Methods: We prospectively studied 50 patients with stable CHF due to LV systolic dysfunction. All patients were on optimum doses of prognostically indicated medications and in NYHA Class I-III. Mean age was 67.3 years (SD 11.568), 82% were male and 48% had IHD. Mean LVEF was 30.7%. Patients were followed for a period of 6 months with samples drawn at baseline, 1 month, 3 months and 6 months.
Results: On ROC analysis, AUC for % change in the respective biomarkers and CV admission was 0.803 (p = 0.012) for Galectin-3, 0.734 (p = 0.052) for sST2, 0.571 (p = 0.553) for Apelin, 0.506 (p = 0.962) for MRproADM and 0.571 (p = 0.553) for NTproBNP. Comparable results were found for absolute changes in biomarker concentrations with AUC of 0.807 (p = 0.011), 0.734 (p = 0.052), 0.417 P = 0.490), 0.546 (p = 0.700) and 0.579 (p = 0.511) respectively.

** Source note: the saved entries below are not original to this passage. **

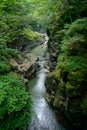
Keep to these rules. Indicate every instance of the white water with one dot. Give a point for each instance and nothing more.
(42, 116)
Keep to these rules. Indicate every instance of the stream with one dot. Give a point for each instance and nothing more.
(42, 115)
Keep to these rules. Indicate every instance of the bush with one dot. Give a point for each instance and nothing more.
(15, 103)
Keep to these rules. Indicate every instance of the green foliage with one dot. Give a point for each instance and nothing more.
(84, 106)
(4, 68)
(15, 103)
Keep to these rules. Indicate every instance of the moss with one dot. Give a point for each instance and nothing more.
(31, 35)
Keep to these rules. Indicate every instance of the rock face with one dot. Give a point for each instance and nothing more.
(25, 67)
(66, 84)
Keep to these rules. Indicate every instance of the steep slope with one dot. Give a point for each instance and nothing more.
(66, 84)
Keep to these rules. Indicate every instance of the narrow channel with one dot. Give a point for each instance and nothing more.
(42, 115)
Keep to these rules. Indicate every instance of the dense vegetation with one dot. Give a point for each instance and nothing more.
(19, 22)
(66, 24)
(68, 38)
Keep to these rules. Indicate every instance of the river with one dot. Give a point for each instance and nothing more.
(42, 115)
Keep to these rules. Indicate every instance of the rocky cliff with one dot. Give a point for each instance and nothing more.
(66, 84)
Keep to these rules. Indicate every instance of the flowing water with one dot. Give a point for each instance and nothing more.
(42, 115)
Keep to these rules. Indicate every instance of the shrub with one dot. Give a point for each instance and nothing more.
(15, 103)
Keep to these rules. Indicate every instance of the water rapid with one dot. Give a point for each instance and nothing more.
(42, 116)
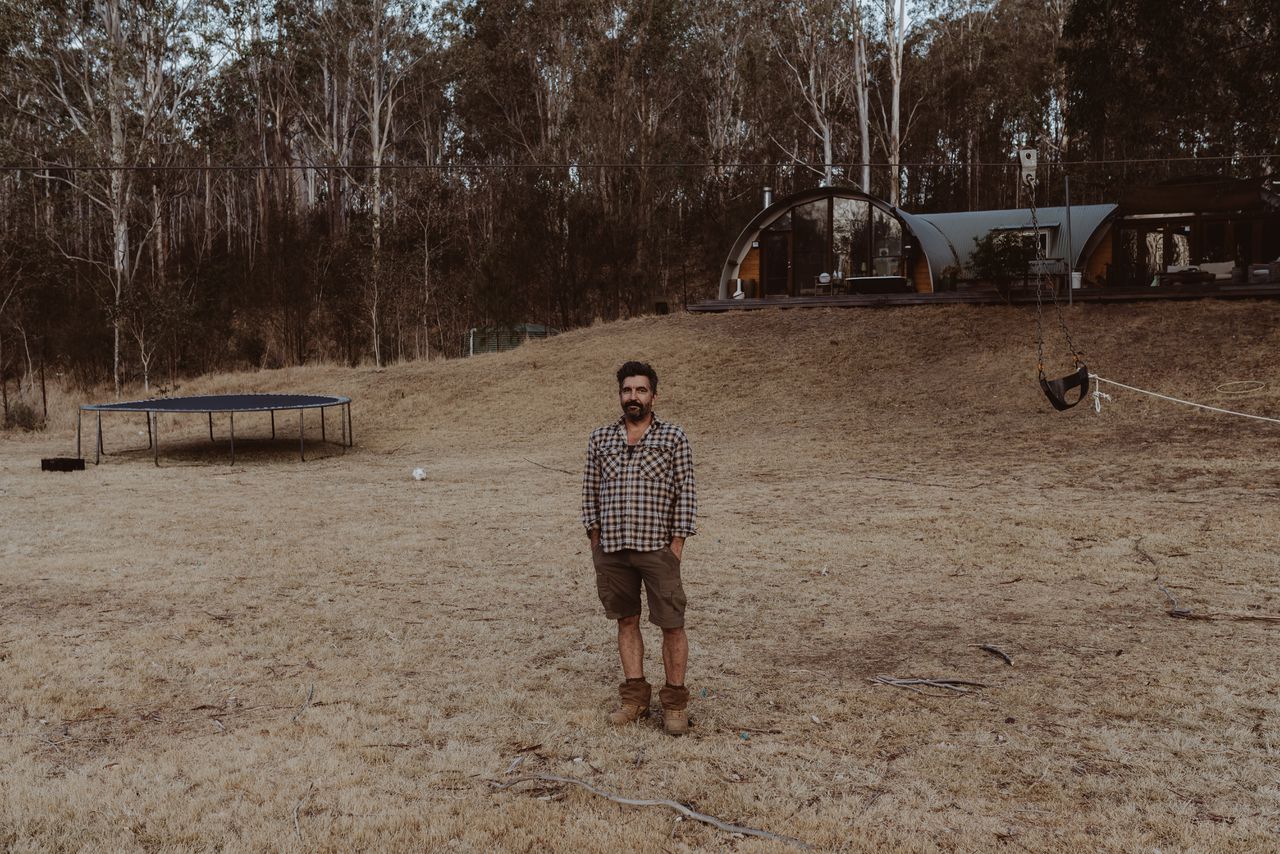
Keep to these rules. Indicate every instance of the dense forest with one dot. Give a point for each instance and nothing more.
(192, 186)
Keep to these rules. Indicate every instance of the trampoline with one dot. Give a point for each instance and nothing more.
(228, 403)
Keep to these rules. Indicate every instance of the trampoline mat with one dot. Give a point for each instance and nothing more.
(222, 403)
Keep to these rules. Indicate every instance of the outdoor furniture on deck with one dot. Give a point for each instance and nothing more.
(878, 284)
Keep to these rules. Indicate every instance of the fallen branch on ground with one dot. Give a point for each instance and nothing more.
(1175, 610)
(995, 651)
(912, 684)
(645, 802)
(297, 829)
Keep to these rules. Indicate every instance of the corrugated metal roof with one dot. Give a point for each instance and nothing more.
(950, 241)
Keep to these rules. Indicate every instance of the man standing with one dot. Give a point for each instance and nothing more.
(639, 505)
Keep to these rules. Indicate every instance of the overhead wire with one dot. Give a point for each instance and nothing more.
(693, 164)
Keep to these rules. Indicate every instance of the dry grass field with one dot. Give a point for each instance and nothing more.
(333, 656)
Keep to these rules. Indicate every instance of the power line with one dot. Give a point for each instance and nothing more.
(479, 167)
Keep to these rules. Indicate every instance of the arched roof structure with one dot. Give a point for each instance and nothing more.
(933, 249)
(776, 211)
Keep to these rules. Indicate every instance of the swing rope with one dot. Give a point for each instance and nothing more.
(1098, 394)
(1055, 389)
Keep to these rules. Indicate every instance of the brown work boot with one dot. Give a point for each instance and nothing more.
(636, 694)
(675, 708)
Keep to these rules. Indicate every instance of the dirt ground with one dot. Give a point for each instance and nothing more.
(333, 656)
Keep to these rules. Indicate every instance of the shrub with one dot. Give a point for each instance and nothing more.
(23, 416)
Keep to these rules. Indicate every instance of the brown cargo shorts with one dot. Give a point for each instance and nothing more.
(620, 574)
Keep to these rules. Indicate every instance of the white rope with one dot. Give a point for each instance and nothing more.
(1097, 403)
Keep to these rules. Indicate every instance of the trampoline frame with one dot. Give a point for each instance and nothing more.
(152, 409)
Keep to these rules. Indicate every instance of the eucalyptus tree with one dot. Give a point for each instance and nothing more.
(106, 86)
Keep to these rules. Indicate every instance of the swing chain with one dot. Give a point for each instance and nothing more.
(1041, 284)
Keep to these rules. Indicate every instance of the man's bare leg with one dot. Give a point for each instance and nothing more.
(675, 654)
(631, 647)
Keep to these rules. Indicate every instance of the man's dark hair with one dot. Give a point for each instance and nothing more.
(639, 369)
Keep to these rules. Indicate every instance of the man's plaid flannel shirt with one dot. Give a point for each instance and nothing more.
(643, 496)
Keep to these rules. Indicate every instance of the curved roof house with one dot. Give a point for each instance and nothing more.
(960, 232)
(840, 240)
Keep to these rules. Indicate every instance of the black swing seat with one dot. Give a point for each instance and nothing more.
(1057, 389)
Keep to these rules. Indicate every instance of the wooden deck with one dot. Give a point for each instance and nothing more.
(991, 297)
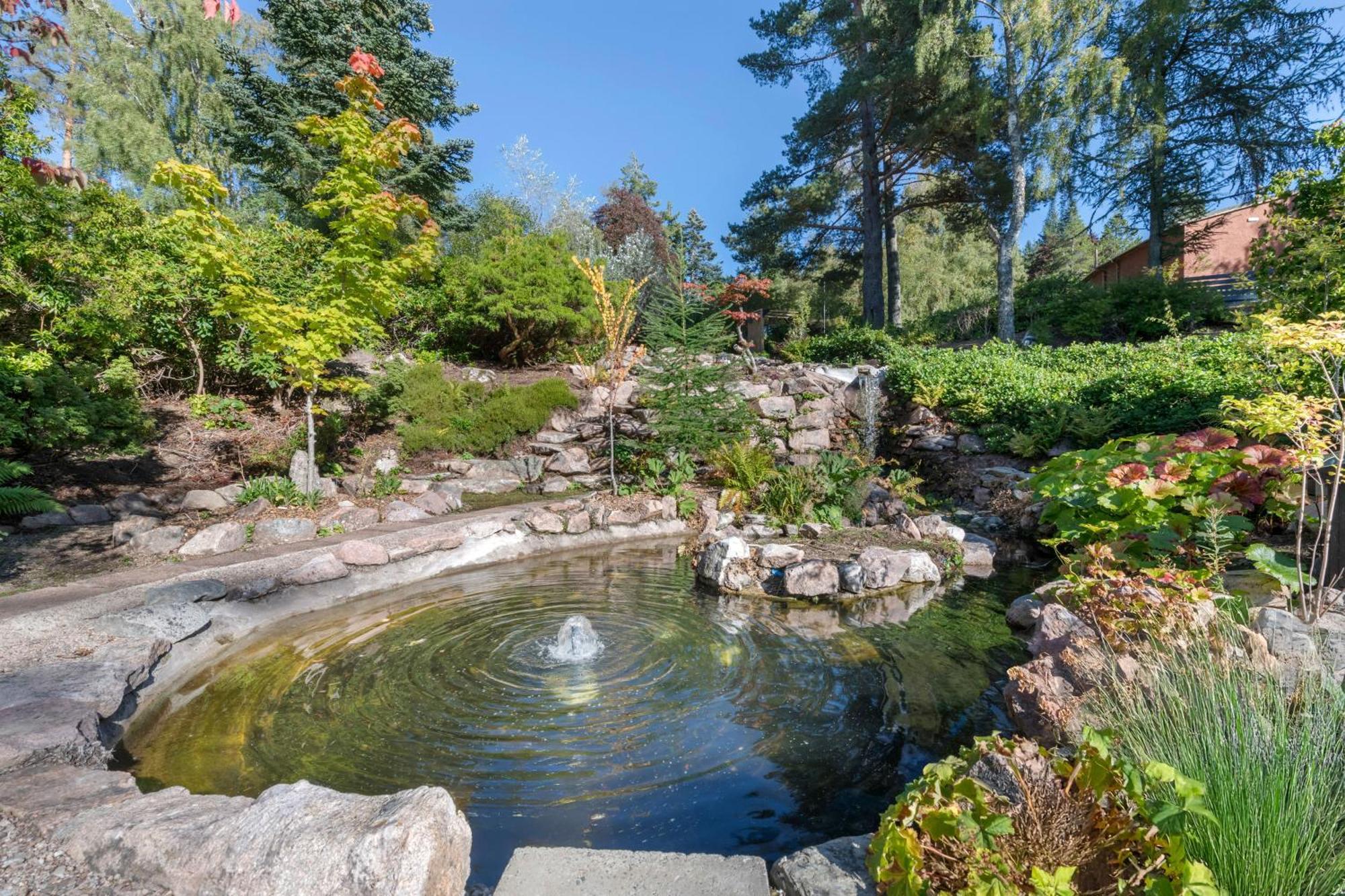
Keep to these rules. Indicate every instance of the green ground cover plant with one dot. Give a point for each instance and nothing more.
(1273, 762)
(463, 417)
(1086, 392)
(1085, 822)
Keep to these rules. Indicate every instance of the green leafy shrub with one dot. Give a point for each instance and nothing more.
(1171, 385)
(17, 501)
(1273, 762)
(1145, 494)
(49, 405)
(742, 467)
(462, 417)
(841, 346)
(280, 491)
(1089, 822)
(1136, 309)
(219, 412)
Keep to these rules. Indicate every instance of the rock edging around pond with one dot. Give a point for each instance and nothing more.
(60, 720)
(806, 569)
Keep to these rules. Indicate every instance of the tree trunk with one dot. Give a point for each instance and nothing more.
(313, 444)
(871, 221)
(197, 357)
(894, 268)
(1019, 181)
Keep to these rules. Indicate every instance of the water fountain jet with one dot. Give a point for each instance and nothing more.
(576, 641)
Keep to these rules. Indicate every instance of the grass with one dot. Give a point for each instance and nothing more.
(1274, 763)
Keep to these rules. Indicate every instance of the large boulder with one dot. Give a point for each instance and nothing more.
(294, 838)
(722, 563)
(204, 499)
(130, 526)
(812, 579)
(284, 530)
(163, 540)
(216, 540)
(835, 868)
(570, 462)
(350, 518)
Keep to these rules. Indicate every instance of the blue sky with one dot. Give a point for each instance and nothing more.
(592, 83)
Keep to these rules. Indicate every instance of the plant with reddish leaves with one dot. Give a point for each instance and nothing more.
(1153, 495)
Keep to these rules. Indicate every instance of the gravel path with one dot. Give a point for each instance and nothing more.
(32, 865)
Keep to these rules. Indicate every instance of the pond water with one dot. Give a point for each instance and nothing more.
(700, 723)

Conclusion: Markers of hypertrophy/fibrosis, sST2 and Galectin-3, are better predictors of CV admission than either NTproBNP or other novel markers of cardiac myocyte stretch. This may reflect longer-term adverse pathophysiological changes associated with hypertrophy and fibrosis compared with those of stretch. Further studies are required to corroborate these findings.